Huawei CFO Meng Wanzhou has requested documents from HSBC in its fight against extradition from Canada to the United States.
HSBC and Huawei Technologies chief financial officer Meng Wanzhou has come to an agreement in a dispute over the publication of documents relating to allegations of U.S. fraud against her, their attorneys have told a Hong Kong court.
Judge Linda Chan has issued court orders supporting the deal, she said on Monday. Orders were not immediately available, however.
The legal dispute reached the Hong Kong court last month after a British judge in February blocked the release of internal HSBC documents relating to the fraud allegations against Meng.
Meng, who has been under house arrest in Canada since being detained at Vancouver Airport in 2018, faces bank fraud charges in the United States for allegedly deceiving HSBC about Huawei’s transactions in Iran, forcing the bank to violate US sanctions.
The documents requested from Hong Kong include those related to the assessment of the risk of compliance, sanctions, credit or reputation posed by Huawei Technologies, Skycom or Canicula Holdings between the end of 2012 and April 2015, according to a previous court case. Meng’s lawyers have previously argued that HSBC knew Huawei controlled the accounts of Canicula Holdings Ltd, the parent company of Skycom, the entity accused of doing business in Iran.
The tearoom meeting
A key element of the US case concerns a meeting between Meng and an HSBC Holding Plc banker that took place in a Hong Kong teahouse in August 2013. According to the US indictment, a presentation she has distorted Huawei’s operations in Iran, causing the bank to expose itself to sanctions violations. Meng denies the allegations.

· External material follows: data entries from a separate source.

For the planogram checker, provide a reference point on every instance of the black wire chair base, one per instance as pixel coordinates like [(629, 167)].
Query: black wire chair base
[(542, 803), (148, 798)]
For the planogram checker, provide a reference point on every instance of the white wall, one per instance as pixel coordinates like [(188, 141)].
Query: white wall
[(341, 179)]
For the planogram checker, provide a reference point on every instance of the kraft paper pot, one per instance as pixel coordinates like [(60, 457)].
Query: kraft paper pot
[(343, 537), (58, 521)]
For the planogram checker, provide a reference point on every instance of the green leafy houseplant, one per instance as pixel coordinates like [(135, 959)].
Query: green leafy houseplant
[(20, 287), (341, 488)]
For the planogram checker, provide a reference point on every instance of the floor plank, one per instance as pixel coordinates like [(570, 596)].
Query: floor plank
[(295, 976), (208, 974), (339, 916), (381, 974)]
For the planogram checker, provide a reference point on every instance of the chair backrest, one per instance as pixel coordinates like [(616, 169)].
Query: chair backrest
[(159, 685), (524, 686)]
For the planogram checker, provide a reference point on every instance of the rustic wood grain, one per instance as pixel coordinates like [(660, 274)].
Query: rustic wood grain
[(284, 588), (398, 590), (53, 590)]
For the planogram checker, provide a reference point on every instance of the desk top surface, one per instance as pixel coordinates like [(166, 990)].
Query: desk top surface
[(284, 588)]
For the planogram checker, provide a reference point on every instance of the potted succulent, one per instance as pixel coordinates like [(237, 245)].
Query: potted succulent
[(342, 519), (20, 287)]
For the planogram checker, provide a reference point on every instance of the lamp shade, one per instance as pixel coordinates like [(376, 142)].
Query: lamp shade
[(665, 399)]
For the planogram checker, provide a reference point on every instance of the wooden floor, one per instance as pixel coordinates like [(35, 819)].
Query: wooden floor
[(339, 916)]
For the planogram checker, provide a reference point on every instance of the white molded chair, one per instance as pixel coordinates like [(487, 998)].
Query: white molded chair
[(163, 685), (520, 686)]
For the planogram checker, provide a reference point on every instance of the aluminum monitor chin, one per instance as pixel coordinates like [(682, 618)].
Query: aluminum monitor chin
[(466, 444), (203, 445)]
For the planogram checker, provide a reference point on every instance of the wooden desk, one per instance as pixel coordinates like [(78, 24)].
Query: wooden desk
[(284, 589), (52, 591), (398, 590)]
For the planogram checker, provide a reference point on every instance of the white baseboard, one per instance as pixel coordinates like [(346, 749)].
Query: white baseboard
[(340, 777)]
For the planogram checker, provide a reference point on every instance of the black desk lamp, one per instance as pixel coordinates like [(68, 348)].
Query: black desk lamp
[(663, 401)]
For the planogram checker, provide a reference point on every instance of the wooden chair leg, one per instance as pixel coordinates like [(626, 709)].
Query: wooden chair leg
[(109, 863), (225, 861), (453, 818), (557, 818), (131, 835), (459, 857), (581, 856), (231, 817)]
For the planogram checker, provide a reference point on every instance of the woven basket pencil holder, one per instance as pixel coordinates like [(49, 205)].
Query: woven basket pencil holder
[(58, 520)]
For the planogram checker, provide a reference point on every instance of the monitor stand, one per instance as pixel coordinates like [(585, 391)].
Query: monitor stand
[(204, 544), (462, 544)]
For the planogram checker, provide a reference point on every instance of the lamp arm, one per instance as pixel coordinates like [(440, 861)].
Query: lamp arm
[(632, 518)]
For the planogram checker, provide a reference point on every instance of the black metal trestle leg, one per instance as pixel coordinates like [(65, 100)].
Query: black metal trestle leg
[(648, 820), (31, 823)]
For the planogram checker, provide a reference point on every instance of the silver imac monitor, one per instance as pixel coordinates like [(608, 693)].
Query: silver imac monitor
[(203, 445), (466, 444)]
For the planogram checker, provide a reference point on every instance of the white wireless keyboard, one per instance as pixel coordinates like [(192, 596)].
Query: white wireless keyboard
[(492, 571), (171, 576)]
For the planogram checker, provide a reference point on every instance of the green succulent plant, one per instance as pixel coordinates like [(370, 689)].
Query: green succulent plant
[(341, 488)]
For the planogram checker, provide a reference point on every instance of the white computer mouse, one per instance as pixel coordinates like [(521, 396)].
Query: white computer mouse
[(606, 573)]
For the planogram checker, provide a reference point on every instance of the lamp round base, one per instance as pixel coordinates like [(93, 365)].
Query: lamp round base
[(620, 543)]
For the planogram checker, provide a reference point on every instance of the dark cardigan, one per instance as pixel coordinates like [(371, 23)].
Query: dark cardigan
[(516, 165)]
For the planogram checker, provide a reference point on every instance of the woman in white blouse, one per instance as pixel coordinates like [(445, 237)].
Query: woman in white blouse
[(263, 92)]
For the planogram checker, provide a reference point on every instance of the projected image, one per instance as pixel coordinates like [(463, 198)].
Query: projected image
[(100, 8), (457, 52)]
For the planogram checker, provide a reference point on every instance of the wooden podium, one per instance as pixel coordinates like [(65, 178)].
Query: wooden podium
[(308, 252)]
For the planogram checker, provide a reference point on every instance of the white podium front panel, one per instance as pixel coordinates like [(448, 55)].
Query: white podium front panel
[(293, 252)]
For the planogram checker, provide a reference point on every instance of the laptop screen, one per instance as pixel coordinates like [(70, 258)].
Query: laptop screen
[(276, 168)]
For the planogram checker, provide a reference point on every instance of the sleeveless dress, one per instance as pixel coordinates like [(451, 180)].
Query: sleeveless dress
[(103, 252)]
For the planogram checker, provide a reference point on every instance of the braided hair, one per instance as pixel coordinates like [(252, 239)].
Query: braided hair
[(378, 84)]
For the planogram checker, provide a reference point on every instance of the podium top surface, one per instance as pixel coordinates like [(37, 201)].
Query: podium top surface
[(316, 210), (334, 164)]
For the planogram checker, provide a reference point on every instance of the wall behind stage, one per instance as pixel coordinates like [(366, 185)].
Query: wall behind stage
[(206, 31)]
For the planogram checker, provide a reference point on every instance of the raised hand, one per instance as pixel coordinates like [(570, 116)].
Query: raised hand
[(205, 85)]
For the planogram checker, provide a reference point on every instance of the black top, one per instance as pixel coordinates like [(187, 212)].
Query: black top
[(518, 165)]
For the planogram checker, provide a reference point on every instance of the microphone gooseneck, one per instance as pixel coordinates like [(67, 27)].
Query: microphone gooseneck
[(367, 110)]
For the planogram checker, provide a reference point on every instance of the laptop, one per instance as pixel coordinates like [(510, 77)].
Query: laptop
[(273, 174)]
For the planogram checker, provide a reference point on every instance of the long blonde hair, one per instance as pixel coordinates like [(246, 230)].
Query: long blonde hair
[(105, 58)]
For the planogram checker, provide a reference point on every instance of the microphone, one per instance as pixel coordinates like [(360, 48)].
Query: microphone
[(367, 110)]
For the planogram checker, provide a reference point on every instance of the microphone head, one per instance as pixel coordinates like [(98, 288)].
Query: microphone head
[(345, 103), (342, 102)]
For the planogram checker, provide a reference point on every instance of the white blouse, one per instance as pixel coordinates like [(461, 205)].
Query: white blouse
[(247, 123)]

Meng is seeking records from the bank and said documents would show lenders were aware of ties to Iran-linked Skycom Tech Co.
Meng’s defense team had argued earlier in a Canadian court that because Meng is a Chinese national and the meeting took place in Hong Kong, a Chinese territory, the case was outside of US law. The United States claims jurisdiction in part because the transactions HSBC processed for Huawei were cleared through the US dollar system. Prosecutors in the United States have frequently laid charges against foreign nationals for their use of “dollar compensation”.
The scope of Monday’s deal was unclear.
In response to Reuters’ request for comment on Monday, a Huawei spokesperson and an HSBC spokeswoman said they had reached an agreement, but did not provide further details.